A la surprise de ses trois intervieweurs, c’est le 7 juillet dernier que le chef du gouvernement Habib Essid a révélé la construction « déjà entamée » de ce mur frontalier. Les médias évoquent d’abord quatre sous-traitants privés, des sociétés de construction, « six ou sept » selon Essid. En quelques jours, leur nombre passe à neuf contractants, sur fond d’opacité quant aux conditions d’un appel d’offre réalisé en un temps record.

Des chiffres qui donnent le tournis

De l’aveu même de Mohsen Hassen, chef du bloc parlementaire de l’UPL, le mur coûtera au contribuable tunisien la bagatelle de 150 millions de dinars, soit près d’un million de dinars par km de mur, et ce malgré le concours de l’armée mobilisée sans frais de main d’œuvre.

De quoi parle-t-on au juste ? Sur la forme, il s’agit en réalité moins d’un mur à proprement parler que d’une barrière de sable, faite de dunes, précédées par des tranchées creusées de deux à trois mètres de profondeur.

Cet obstacle semi naturel ne s’étend ensuite que le long de 168 kilomètres sur les 520 km que compte l’intégralité des frontières tuniso-libyennes. Il s’agit donc de sécuriser la zone comprise précisément entre le checkpoint frontalier de Ras Jedir et la ville de Dhehiba, le gouvernement ayant jugé que les 352 km restants, jusqu’à Borj el Khedhra, sont moins prioritaires étant déjà virtuellement inclus dans une zone militaire tampon depuis l’été 2013.

Une efficacité contestée

Depuis l’enlisement dans le bourbier des montagnes de Chaambi, c’est pourtant de la frontière algérienne que provient l’essentiel des menaces terroristes, comme en témoigne la récente opération de Gafsa qui a permis d’abattre, vendredi dernier, cinq éléments dont Mourad Gharsalli, l’un des chefs djihadistes d’AQMI les plus recherchés par les autorités.

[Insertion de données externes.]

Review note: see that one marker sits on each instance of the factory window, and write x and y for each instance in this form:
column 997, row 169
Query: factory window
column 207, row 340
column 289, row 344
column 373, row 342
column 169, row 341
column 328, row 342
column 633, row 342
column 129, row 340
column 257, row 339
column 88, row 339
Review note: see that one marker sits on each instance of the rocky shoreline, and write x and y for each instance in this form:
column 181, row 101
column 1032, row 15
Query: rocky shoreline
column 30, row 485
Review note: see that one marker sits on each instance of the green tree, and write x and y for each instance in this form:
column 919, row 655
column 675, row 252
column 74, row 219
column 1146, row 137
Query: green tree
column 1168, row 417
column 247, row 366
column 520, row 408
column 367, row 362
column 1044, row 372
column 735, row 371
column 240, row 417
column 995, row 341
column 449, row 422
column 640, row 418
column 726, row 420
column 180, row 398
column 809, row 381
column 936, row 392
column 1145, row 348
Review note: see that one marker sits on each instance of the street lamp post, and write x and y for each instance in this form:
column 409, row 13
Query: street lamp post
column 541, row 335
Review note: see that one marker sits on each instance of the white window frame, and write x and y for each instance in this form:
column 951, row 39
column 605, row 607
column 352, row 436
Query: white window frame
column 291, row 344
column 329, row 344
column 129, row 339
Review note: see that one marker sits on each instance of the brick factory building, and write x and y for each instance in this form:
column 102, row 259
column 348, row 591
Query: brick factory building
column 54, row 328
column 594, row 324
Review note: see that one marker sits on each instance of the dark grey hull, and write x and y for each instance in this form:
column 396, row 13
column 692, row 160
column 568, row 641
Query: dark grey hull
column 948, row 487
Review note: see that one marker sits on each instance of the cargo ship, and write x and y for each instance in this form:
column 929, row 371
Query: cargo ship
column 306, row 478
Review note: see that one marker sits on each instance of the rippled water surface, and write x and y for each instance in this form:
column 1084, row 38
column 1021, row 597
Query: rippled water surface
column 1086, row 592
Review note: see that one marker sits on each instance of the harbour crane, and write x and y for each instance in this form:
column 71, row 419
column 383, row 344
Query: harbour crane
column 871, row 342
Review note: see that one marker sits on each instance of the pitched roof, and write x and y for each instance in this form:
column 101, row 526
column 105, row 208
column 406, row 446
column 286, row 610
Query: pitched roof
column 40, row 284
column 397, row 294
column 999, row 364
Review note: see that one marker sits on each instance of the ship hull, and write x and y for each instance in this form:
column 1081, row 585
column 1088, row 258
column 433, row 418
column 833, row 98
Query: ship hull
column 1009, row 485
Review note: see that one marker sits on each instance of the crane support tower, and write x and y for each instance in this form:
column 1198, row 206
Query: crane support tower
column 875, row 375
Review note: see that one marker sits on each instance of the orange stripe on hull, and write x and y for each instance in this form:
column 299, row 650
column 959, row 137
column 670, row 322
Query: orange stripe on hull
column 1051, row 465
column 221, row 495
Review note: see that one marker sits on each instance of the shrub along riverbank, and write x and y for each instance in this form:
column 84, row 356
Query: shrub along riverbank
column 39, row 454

Inquiet de l’absence d’Etat en Libye, incapable de détecter les retours et les départs de Tunisiens vers de présumés camps d’entraînement d’Ansar al Charia, l’actuel gouvernement n’en démord pas : il s’agit pour lui d’une mesure d’urgence davantage destinée à juguler ces flux transfuges que de stopper une fantasmée future invasion terrestre de Daech ou encore de lutter contre un trafic d’armes dont l’existence reste à prouver.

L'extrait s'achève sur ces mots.